Kepala Badan Meteorologi, Klimatologi, dan Geofisika Jambi Ibnu Sulistyono juga mengingatkan faktor alam dapat menjadi penyebab kegagalan panen. Curah hujan yang meningkat pada musim hujan ini serta dampak La Lina dapat mengancam banjir dan longsor. Jika tak diantisipasi, akan berdampak pada gagal panen di sentra-sentra pangan, termasuk pula sentra tanam cabai merah. Jika ini terjadi, masalah volatilitas harga akan menjadi berkepanjangan.
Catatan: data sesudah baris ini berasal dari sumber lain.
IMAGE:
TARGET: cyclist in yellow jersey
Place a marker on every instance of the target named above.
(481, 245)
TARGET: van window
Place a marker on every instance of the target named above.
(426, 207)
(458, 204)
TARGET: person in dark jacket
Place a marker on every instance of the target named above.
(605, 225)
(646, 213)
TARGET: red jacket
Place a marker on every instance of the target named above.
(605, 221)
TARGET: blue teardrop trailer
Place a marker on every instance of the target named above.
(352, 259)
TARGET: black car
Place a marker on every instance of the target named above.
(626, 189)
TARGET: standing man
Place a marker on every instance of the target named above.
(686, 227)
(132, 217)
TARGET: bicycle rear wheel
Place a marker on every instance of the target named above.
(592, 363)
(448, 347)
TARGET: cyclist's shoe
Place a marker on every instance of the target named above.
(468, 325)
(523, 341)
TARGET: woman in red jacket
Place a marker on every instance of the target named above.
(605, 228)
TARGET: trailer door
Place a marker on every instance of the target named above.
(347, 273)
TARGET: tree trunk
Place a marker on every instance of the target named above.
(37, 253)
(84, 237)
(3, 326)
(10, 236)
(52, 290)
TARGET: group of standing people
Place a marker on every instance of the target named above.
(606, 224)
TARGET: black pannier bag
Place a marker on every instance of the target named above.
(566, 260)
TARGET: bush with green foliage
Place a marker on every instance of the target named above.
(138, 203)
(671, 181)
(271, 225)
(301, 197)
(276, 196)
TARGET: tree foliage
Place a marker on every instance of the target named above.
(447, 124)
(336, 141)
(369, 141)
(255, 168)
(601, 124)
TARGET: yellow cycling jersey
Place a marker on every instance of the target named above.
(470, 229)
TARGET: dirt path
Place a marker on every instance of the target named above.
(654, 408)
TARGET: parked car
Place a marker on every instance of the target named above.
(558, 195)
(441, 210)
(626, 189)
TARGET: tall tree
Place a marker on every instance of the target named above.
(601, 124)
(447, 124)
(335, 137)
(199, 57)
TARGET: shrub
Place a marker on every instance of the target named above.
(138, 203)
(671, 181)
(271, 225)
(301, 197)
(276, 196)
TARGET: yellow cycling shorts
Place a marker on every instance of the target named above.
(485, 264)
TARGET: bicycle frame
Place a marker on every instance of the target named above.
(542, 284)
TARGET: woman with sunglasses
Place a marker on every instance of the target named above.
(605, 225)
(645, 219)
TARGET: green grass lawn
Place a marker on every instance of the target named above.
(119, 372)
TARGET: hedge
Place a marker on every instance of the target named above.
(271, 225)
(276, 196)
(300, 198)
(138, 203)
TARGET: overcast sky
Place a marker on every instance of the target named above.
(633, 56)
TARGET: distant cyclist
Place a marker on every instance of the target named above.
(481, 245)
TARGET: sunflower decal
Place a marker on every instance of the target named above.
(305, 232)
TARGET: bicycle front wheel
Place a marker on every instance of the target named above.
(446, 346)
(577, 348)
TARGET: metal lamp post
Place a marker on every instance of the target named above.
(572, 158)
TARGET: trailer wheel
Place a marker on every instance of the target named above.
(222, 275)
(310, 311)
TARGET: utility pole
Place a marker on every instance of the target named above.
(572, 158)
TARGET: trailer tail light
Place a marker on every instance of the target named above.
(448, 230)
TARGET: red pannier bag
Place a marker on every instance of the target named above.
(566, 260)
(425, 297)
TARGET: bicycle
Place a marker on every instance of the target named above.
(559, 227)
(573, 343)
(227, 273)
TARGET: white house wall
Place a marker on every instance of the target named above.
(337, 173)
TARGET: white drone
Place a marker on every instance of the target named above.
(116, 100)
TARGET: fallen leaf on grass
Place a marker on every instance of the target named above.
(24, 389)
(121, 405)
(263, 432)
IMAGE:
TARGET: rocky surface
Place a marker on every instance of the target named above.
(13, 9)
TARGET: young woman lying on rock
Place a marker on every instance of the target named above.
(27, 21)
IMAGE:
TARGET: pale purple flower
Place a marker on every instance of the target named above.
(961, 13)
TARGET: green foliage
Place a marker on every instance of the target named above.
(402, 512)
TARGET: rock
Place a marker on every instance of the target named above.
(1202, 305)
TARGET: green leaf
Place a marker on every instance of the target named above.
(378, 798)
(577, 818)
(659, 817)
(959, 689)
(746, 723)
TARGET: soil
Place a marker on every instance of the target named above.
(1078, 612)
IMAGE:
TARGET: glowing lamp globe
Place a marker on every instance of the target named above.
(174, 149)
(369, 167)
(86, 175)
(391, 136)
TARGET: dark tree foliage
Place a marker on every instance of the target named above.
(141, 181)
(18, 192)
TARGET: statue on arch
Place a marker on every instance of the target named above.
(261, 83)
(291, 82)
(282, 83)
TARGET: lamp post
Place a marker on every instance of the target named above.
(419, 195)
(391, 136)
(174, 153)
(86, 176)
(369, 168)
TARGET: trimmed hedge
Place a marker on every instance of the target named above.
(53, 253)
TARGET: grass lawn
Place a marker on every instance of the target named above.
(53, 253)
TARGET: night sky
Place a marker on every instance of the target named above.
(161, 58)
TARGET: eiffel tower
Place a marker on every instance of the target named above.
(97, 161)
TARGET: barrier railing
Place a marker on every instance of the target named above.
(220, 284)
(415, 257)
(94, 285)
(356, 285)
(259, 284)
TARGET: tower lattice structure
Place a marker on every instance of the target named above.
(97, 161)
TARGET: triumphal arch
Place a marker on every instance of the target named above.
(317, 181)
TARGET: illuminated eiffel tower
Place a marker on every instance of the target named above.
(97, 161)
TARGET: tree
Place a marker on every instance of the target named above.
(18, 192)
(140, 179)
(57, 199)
Saat ini saja, sebagian wilayah Jambi dalam status Siaga Banjir. Tinggi muka air Sungai Batanghari di pos pengamatan Tanggo Rajo, Kota Jambi, telah mencapai 14,50 meter sejak Rabu (2/12/2020). Ketinggian tersebut melampaui batas Level 2 Status Siaga Banjir, yakni 14,30 meter.
Penjabat Gubernur Jambi Restuardy Daud meminta seluruh tim bersama dinas instansi terkait turut memperkuat sinergi mengendalikan inflasi, terlebih karena saat ini dalam masa pandemi Covid-19. ”Kita memerlukan penguatan strategi maupun inovasi untuk menjaga stabilitas harga di masyarakat,” katanya.
Ketersediaan pasokan pangan, lanjutnya, perlu menjadi prioritas. Tak hanya cabai merah, tetapi juga bahan pokok lainnya, seperti beras, gula, tepung, telur, dan sayuran.
Ardy Daud mengingatkan pula menjelang akhir tahun, ada potensi terjadinya kembali inflasi yang disebabkan kenaikan harga pangan. Soal ketersediaan pasokan bahan pangan agar diantisipasi sejak dini. Namun, masyarakat juga diingatkan bijak dalam pengeluaran konsumsinya.
Jangan sampai karena urusan lidah yang tidak disiasti, jadi persoalan ekonomi berkepanjangan. Jika masih terus berlanjut, masyarakat juga yang menderita.